You’ll never be fighting for your life wishing you were methodically investigating a crime scene, and you’ll never be watching television with you’re kid hoping for a murderer to come crashing through the window. Somehow Quantic Dream have created a narrative in which you are happy at any given point, you are always satisfied with the challenges of that scene. Whether things are moving at a snail’s pace or hurtling at you with life threatening hast, you’re never left wanting more.
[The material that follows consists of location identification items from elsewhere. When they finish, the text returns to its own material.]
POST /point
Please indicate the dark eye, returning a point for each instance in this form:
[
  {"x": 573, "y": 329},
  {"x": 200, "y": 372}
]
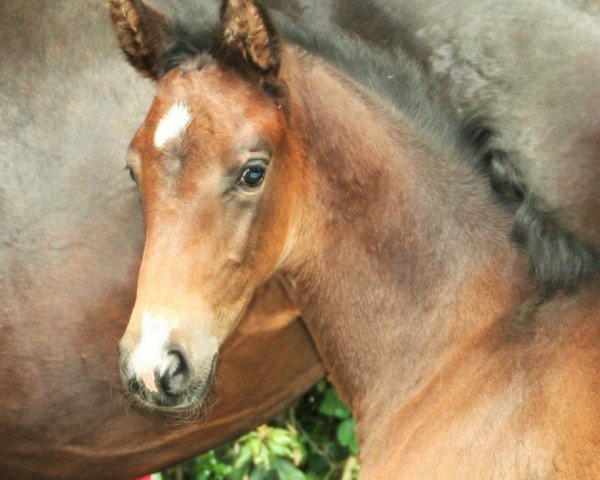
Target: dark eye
[
  {"x": 253, "y": 176},
  {"x": 132, "y": 173}
]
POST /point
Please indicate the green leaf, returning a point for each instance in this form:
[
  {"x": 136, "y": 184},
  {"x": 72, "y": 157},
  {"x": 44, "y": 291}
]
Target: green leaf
[
  {"x": 286, "y": 471},
  {"x": 346, "y": 434}
]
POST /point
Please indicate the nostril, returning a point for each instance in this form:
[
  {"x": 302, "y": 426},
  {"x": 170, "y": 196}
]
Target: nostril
[
  {"x": 175, "y": 373},
  {"x": 135, "y": 387}
]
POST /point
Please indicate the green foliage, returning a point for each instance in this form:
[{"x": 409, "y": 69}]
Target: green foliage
[{"x": 313, "y": 440}]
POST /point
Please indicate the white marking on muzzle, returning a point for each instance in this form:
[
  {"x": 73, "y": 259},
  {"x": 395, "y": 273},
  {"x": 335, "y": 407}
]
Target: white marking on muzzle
[
  {"x": 172, "y": 125},
  {"x": 151, "y": 352}
]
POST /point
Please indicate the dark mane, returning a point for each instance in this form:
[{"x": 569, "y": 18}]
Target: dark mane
[{"x": 558, "y": 260}]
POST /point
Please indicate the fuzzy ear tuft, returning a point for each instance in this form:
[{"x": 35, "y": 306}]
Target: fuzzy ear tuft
[
  {"x": 248, "y": 36},
  {"x": 142, "y": 34}
]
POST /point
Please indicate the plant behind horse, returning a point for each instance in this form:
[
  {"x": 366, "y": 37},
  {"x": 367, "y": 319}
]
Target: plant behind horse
[{"x": 260, "y": 160}]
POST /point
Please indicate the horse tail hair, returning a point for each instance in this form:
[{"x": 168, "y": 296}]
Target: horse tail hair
[{"x": 558, "y": 260}]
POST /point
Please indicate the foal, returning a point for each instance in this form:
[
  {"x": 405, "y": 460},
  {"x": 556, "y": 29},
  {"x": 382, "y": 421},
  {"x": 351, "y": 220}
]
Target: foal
[{"x": 258, "y": 160}]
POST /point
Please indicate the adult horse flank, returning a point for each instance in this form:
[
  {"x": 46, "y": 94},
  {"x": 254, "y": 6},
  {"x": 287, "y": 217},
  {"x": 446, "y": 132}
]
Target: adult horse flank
[{"x": 335, "y": 172}]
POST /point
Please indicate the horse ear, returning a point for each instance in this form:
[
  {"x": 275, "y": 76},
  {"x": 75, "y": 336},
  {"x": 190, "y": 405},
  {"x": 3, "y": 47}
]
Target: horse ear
[
  {"x": 142, "y": 34},
  {"x": 248, "y": 36}
]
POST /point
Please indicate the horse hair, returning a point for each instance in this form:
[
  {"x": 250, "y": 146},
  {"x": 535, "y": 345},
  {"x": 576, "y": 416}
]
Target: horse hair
[{"x": 557, "y": 259}]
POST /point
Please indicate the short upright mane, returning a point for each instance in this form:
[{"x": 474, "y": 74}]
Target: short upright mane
[{"x": 558, "y": 259}]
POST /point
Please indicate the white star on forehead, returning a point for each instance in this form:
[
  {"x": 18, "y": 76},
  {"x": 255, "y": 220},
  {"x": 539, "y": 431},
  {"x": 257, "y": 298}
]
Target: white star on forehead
[{"x": 172, "y": 125}]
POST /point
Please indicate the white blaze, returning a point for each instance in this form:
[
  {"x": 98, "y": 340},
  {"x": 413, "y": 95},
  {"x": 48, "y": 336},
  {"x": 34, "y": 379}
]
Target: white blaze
[
  {"x": 172, "y": 125},
  {"x": 150, "y": 352}
]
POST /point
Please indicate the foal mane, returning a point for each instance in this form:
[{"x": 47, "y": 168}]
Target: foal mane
[{"x": 558, "y": 260}]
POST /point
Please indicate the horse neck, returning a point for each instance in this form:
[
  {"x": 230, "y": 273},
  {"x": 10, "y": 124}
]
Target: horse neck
[{"x": 399, "y": 257}]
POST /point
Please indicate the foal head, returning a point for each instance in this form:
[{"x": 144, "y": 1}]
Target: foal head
[{"x": 212, "y": 164}]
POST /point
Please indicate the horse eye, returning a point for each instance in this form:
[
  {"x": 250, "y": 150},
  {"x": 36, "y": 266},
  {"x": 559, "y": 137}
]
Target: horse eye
[
  {"x": 252, "y": 176},
  {"x": 131, "y": 173}
]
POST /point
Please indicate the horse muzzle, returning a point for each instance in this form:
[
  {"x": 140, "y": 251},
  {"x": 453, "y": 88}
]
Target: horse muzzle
[{"x": 168, "y": 377}]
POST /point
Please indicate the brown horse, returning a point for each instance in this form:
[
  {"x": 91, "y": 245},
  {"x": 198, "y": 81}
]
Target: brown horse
[
  {"x": 258, "y": 159},
  {"x": 71, "y": 238}
]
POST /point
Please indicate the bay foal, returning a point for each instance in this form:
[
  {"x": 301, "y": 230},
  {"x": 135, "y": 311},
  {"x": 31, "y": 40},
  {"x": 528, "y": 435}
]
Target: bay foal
[{"x": 257, "y": 159}]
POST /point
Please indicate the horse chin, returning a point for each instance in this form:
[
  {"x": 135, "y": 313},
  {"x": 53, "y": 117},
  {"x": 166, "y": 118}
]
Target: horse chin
[{"x": 193, "y": 399}]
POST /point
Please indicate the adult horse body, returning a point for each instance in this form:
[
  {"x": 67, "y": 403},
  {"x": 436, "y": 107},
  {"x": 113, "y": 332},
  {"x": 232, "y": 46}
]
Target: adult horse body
[
  {"x": 71, "y": 236},
  {"x": 258, "y": 159},
  {"x": 507, "y": 63}
]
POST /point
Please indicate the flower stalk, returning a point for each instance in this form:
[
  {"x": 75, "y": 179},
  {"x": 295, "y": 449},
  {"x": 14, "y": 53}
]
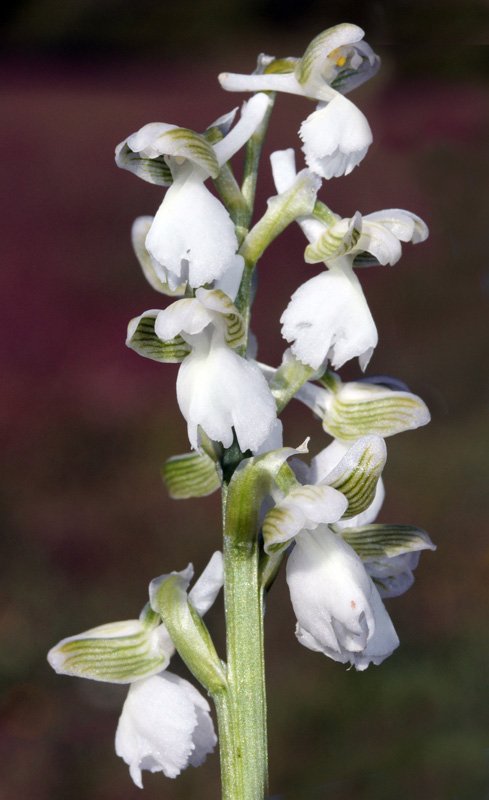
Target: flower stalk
[{"x": 202, "y": 251}]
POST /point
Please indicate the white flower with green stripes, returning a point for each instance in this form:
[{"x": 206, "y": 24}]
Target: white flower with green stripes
[
  {"x": 192, "y": 238},
  {"x": 337, "y": 135}
]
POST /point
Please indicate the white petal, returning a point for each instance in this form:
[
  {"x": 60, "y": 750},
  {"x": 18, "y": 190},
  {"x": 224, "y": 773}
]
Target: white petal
[
  {"x": 283, "y": 169},
  {"x": 328, "y": 318},
  {"x": 336, "y": 137},
  {"x": 272, "y": 82},
  {"x": 393, "y": 576},
  {"x": 219, "y": 390},
  {"x": 303, "y": 508},
  {"x": 146, "y": 140},
  {"x": 192, "y": 235},
  {"x": 183, "y": 316},
  {"x": 408, "y": 227},
  {"x": 207, "y": 587},
  {"x": 252, "y": 114},
  {"x": 164, "y": 726},
  {"x": 326, "y": 460},
  {"x": 338, "y": 609}
]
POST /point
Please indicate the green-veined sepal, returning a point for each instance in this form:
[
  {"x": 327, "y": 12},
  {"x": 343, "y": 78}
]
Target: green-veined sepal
[
  {"x": 337, "y": 240},
  {"x": 377, "y": 541},
  {"x": 356, "y": 409},
  {"x": 315, "y": 62},
  {"x": 141, "y": 338},
  {"x": 152, "y": 170},
  {"x": 169, "y": 598},
  {"x": 193, "y": 474},
  {"x": 356, "y": 475},
  {"x": 303, "y": 508},
  {"x": 118, "y": 652}
]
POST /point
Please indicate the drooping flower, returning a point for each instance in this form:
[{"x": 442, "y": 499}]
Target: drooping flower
[
  {"x": 192, "y": 238},
  {"x": 338, "y": 608},
  {"x": 328, "y": 318},
  {"x": 217, "y": 389},
  {"x": 339, "y": 611},
  {"x": 165, "y": 724},
  {"x": 353, "y": 409},
  {"x": 336, "y": 136}
]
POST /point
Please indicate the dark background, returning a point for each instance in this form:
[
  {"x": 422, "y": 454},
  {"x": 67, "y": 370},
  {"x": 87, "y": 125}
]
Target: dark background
[{"x": 88, "y": 424}]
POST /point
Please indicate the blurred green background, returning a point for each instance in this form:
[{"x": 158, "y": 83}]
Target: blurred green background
[{"x": 87, "y": 424}]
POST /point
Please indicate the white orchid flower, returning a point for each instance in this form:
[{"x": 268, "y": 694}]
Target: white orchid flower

I wont give anything away about the story, all I’ll say is that although it’s not the most original yarn to be spun in recent times, and influences such as Saw and The Departed (to name a few) can be seen throughout. If we consider the way in which that story is told, with it’s endless variables, branching paths and multiple endings. The authentic and terrifically realised characters that act out these gripping scenes, as well as the vivid, engrossing world they inhabit. Then it’s clear that Heavy Rain is not a game, nor is it a movie; it is in fact is as perfect a cross between the two mediums as we’ve ever seen, or are likely to see for years to come. A unique and refreshing experience, that sucks you into its dank, grimy world, makes you care about the people within it, and leaves you with a sensation games rarely manage to evoke. This one is definitely not to be missed.